3  PCA Algorithm: Step-by-Step Guide

Author

Your Name

Published

September 22, 2024

4 PCA Algorithm: Step-by-Step Guide

In this chapter, we will cover how Principal Component Analysis (PCA) is applied step by step. By the end of this chapter, you’ll understand the entire PCA process, from data preprocessing to projecting the data onto its principal components. We will also cover important considerations when implementing PCA, such as standardizing the data and selecting the number of components.

4.1 Data Preprocessing

Before applying PCA, the data needs to be preprocessed to ensure that the PCA results are meaningful and interpretable. PCA is sensitive to the scale of the input data because it is based on the covariance matrix. Here are the essential preprocessing steps:

4.1.1 Centering the Data

The first step in PCA is to center the data by subtracting the mean of each feature. This ensures that each feature has a mean of zero, which is necessary for computing the covariance matrix.

Let \(\mathbf{X} \in \mathbb{R}^{n \times p}\) be the data matrix, where \(n\) is the number of observations (rows) and \(p\) is the number of features (columns). To center the data, we subtract the mean of each column from the corresponding values:

\[ \mathbf{X}_c = \mathbf{X} - \frac{1}{n} \mathbf{1} \mathbf{X} \]
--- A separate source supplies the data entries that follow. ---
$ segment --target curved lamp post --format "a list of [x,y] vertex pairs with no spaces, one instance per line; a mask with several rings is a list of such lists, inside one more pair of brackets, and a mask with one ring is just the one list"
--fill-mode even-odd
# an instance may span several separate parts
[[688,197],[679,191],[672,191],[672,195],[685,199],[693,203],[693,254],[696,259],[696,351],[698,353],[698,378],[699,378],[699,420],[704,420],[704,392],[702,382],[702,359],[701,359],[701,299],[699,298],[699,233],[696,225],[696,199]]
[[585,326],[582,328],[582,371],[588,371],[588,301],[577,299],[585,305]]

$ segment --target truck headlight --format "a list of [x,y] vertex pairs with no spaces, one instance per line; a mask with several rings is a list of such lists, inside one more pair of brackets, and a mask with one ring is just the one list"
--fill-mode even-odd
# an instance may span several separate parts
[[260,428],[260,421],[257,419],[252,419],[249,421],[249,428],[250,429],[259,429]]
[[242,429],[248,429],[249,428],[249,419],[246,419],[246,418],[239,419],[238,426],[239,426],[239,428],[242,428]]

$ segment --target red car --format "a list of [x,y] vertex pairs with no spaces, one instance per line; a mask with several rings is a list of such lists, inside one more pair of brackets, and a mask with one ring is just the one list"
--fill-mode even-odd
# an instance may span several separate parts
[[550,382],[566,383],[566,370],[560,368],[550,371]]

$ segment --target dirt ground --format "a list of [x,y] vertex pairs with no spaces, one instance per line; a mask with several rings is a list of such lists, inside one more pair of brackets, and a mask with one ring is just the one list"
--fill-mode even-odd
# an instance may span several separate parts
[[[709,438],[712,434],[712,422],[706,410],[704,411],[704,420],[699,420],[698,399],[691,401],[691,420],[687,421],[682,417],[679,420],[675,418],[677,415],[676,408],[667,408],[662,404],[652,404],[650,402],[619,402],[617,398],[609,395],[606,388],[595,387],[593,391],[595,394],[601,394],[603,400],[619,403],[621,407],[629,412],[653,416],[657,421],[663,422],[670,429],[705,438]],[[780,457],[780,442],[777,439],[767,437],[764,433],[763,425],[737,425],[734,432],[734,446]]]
where: - \(\mathbf{1}\) is a column vector of ones of length \(n\). - \(\mathbf{X}_c\) is the centered data matrix, where each column has a mean of zero.

4.1.2 Scaling the Data (Standardization)

If the features in your dataset have different units or scales (e.g., height in meters and weight in kilograms), it’s important to standardize the data so that all features contribute equally to the PCA results.

Standardization transforms each feature to have zero mean and unit variance:

\[ \mathbf{X}_s = \frac{\mathbf{X} - \mu}{\sigma} \]

where: - \(\mu\) is the mean of each feature (column-wise). - \(\sigma\) is the standard deviation of each feature.

This ensures that each feature has mean zero and variance one.

Standardization is crucial when features have different units or ranges because PCA maximizes variance, so features with larger scales can dominate the analysis if not standardized.

4.2 Step-by-Step Procedure of PCA

Once the data has been properly preprocessed, we can proceed with applying PCA. Here is the step-by-step process:

4.2.1 Step 1: Compute the Covariance Matrix \(S^2\)

After centering and, if necessary, scaling the data, the next step is to compute the covariance matrix \(S^2\). This matrix summarizes the pairwise relationships between the features (dimensions) of the data.

Given a centered data matrix \(\mathbf{X}_c \in \mathbb{R}^{n \times p}\), the covariance matrix \(S^2 \in \mathbb{R}^{p \times p}\) is computed as:

\[ S^2 = \frac{1}{n-1} \mathbf{X}_c^\top \mathbf{X}_c \]

The covariance matrix \(S^2\) provides information about how the features (columns) of the data are correlated with each other. Each element \(S^2_{ij}\) represents the covariance between feature \(i\) and feature \(j\).

4.2.2 Step 2: Perform Eigenvalue Decomposition on the Covariance Matrix

Next, we perform eigenvalue decomposition on the covariance matrix \(S^2\). This step gives us the eigenvalues and eigenvectors of the covariance matrix.

Eigenvalue decomposition is written as:

\[ S^2 \mathbf{v}_i = \lambda_i \mathbf{v}_i \]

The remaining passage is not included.